Is there a use case for std::function that is not

2019-01-18 04:37发布

问题:

This question already has an answer here:

  • Why do we use std::function in C++ rather than the original C function pointer? [duplicate] 3 answers

The notation for std::function is quite nice when compared to function pointers. However, other than that, I can't find a use case where it couldn't be replaced by pointers. So is it just syntactic sugar for function pointers?

回答1:

std::function<> gives you the possibility of encapsulating any type of callable object, which is something function pointers cannot do (although it is true that non-capturing lambdas can be converted to function pointers).

To give you an idea of the kind of flexibility it allows you to achieve:

#include <functional>
#include <iostream>
#include <vector>

// A functor... (could even have state!)
struct X
{
    void operator () () { std::cout << "Functor!" << std::endl; }
};

// A regular function...
void bar()
{
    std::cout << "Function" << std::endl;
}

// A regular function with one argument that will be bound...
void foo(int x)
{
    std::cout << "Bound Function " << x << "!" << std::endl;
}

int main()
{
    // Heterogenous collection of callable objects
    std::vector<std::function<void()>> functions;

    // Fill in the container...
    functions.push_back(X());
    functions.push_back(bar);
    functions.push_back(std::bind(foo, 42));

    // And a add a lambda defined in-place as well...
    functions.push_back([] () { std::cout << "Lambda!" << std::endl; });

    // Now call them all!
    for (auto& f : functions)
    {
        f(); // Same interface for all kinds of callable object...
    }
}

As usual, see a live example here. Among other things, this allows you to realize the Command Pattern.



回答2:

std::function is designed to represent any kind of callable object.
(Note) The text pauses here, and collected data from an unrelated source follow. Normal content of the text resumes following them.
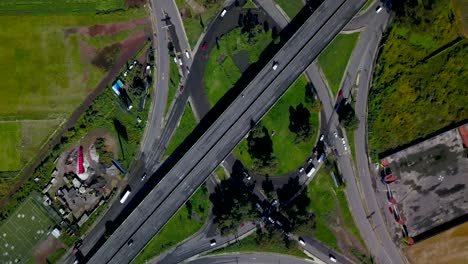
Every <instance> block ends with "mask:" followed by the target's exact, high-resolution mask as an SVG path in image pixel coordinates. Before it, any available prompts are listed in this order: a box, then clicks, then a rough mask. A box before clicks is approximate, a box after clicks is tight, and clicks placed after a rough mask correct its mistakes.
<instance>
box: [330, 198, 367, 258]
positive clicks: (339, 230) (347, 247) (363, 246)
mask: <svg viewBox="0 0 468 264" xmlns="http://www.w3.org/2000/svg"><path fill="white" fill-rule="evenodd" d="M334 195H335V204H336V215H337V216H338V217H337V218H336V223H335V225H333V226H332V231H333V234H334V235H335V237H336V238H337V242H338V247H339V249H340V250H341V252H343V254H344V255H346V256H347V257H349V258H350V259H352V260H355V261H357V262H356V263H359V260H358V259H356V257H354V255H353V254H351V250H352V249H355V250H357V251H359V252H362V253H364V254H365V253H367V250H366V248H365V247H364V246H363V245H362V243H361V241H359V239H357V238H356V237H354V236H353V235H351V234H350V233H348V231H347V230H346V229H345V224H344V221H343V216H342V214H341V210H340V209H339V208H340V207H339V203H338V200H337V198H336V194H335V193H334Z"/></svg>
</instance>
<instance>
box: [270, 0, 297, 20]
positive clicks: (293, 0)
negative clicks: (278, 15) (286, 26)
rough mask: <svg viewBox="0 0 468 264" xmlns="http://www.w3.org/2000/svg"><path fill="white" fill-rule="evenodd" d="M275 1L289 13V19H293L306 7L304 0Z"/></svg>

There are plenty of callable objects that cannot be represented in any way by a function pointer.

  1. A functor:

    struct foo {
      bool operator()(int x) { return x > 5; }
    };
    
    bool (*f1)(int) = foo(); // Error
    std::function<bool(int)> f2 = foo(); // Okay
    

    You cannot create an instance of foo and store it in a bool(*)(int) function pointer.

  2. A lambda with a lambda-capture:

    bool (*f1)(int) = [&](int x) { return x > y; }; // Error
    std::function<bool(int)> f2 = [&](int x) { return x > y; }; // Okay
    

    However, a lambda without a capture can be converted to a function pointer:

    The closure type for a lambda-expression with no lambda-capture has a public non-virtual non-explicit const conversion function to pointer to function having the same parameter and return types as the closure type’s function call operator. The value returned by this conversion function shall be the address of a function that, when invoked, has the same effect as invoking the closure type’s function call operator.

  3. Implementation-defined callable return values:

    bool foo(int x, int y) { return x > y; };
    
    bool (*f1)(int) = std::bind(&foo, std::placeholders::_1, 5); // Error (probably)
    std::function<bool(int)> f2 = std::bind(&foo, std::placeholders::_1, 5); // Okay
    

    std::bind's return value is an implementation-defined callable object. Only how that object may be used is specified by the standard, not its type.